The GOOD-ZINC dataset. Adapted from ZINC database.

Classes

DomainGetter()

A class containing methods for data domain extraction.

GOODZINC(root, domain[, shift, subset, ...])

The GOOD-ZINC dataset adapted from ZINC database.

class GOOD.data.good_datasets.good_zinc.DomainGetter[source]

Bases: object

A class containing methods for data domain extraction.

get_nodesize(smile: str) int[source]
Parameters

smile (str) – A smile string for a molecule.

Returns

The number of node in the molecule.

get_scaffold(smile: str) str[source]
Parameters

smile (str) – A smile string for a molecule.

Returns

The scaffold string of the smile.

class GOOD.data.good_datasets.good_zinc.GOODZINC(root: str, domain: str, shift: str = 'no_shift', subset: str = 'train', transform=None, pre_transform=None, generate: bool = False)[source]

Bases: InMemoryDataset

The GOOD-ZINC dataset adapted from ZINC database.

Parameters
  • root (str) – The dataset saving root.

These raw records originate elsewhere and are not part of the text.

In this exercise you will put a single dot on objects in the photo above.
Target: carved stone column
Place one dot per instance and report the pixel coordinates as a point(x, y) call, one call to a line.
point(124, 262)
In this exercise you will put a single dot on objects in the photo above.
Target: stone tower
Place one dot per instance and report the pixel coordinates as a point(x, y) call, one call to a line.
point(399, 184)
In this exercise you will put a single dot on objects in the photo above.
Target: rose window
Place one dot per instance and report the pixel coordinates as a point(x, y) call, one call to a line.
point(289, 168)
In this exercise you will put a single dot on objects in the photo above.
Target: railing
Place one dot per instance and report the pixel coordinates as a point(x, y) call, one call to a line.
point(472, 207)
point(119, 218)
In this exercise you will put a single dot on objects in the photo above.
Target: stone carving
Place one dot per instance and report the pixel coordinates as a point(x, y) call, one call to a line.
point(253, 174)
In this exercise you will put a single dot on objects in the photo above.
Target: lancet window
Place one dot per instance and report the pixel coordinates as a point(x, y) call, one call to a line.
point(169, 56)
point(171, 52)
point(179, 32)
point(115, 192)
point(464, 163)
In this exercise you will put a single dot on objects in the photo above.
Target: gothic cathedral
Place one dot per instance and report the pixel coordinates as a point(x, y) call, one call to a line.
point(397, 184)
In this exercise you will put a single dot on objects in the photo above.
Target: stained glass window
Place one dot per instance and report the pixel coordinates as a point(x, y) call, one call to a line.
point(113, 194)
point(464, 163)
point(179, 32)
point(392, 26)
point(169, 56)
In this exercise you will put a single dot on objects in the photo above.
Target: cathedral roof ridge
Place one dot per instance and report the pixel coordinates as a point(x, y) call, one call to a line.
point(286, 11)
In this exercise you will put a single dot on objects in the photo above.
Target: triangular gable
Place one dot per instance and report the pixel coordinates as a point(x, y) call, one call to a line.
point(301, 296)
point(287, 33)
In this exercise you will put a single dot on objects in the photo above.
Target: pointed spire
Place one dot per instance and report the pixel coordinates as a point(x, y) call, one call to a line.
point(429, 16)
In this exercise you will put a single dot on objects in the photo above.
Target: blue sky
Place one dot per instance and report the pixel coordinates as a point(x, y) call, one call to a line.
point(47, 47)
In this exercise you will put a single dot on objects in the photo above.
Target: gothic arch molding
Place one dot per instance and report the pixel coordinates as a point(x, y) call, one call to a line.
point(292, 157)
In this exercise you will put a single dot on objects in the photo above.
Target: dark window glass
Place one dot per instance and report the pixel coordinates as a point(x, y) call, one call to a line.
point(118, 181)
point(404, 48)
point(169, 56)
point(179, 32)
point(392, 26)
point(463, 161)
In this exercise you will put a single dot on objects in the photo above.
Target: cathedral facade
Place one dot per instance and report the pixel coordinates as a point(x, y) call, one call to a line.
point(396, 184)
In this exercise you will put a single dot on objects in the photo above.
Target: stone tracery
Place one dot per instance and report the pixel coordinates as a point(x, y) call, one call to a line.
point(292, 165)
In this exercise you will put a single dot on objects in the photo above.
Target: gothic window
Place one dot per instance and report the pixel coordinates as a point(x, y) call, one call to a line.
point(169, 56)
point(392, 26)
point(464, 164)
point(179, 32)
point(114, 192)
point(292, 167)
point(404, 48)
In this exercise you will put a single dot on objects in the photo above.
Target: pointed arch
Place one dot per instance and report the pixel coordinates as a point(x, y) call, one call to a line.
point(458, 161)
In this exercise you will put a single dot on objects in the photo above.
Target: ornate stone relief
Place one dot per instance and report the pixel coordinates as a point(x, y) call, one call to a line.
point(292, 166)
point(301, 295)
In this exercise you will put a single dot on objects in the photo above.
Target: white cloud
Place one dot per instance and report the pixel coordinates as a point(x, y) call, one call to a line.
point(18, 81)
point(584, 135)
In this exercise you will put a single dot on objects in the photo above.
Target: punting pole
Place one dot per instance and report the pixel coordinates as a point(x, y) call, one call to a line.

  • domain (str) – The domain selection. Allowed: ‘scaffold’ and ‘size’.

  • shift (str) – The distributional shift we pick. Allowed: ‘no_shift’, ‘covariate’, and ‘concept’.

  • subset (str) – The split set. Allowed: ‘train’, ‘id_val’, ‘id_test’, ‘val’, and ‘test’. When shift=’no_shift’, ‘id_val’ and ‘id_test’ are not applicable.

  • generate (bool) – The flag for regenerating dataset. True: regenerate. False: download.

download()[source]

Downloads the dataset to the self.raw_dir folder.

static load(dataset_root: str, domain: str, shift: str = 'no_shift', generate: bool = False)[source]

A staticmethod for dataset loading. This method instantiates dataset class, constructing train, id_val, id_test, ood_val (val), and ood_test (test) splits. Besides, it collects several dataset meta information for further utilization.

Parameters
  • dataset_root (str) – The dataset saving root.

  • domain (str) – The domain selection. Allowed: ‘degree’ and ‘time’.

  • shift (str) – The distributional shift we pick. Allowed: ‘no_shift’, ‘covariate’, and ‘concept’.

  • generate (bool) – The flag for regenerating dataset. True: regenerate. False: download.

Returns

dataset or dataset splits. dataset meta info.

process()[source]

Processes the dataset to the self.processed_dir folder.

property processed_file_names

The name of the files in the self.processed_dir folder that must be present in order to skip processing.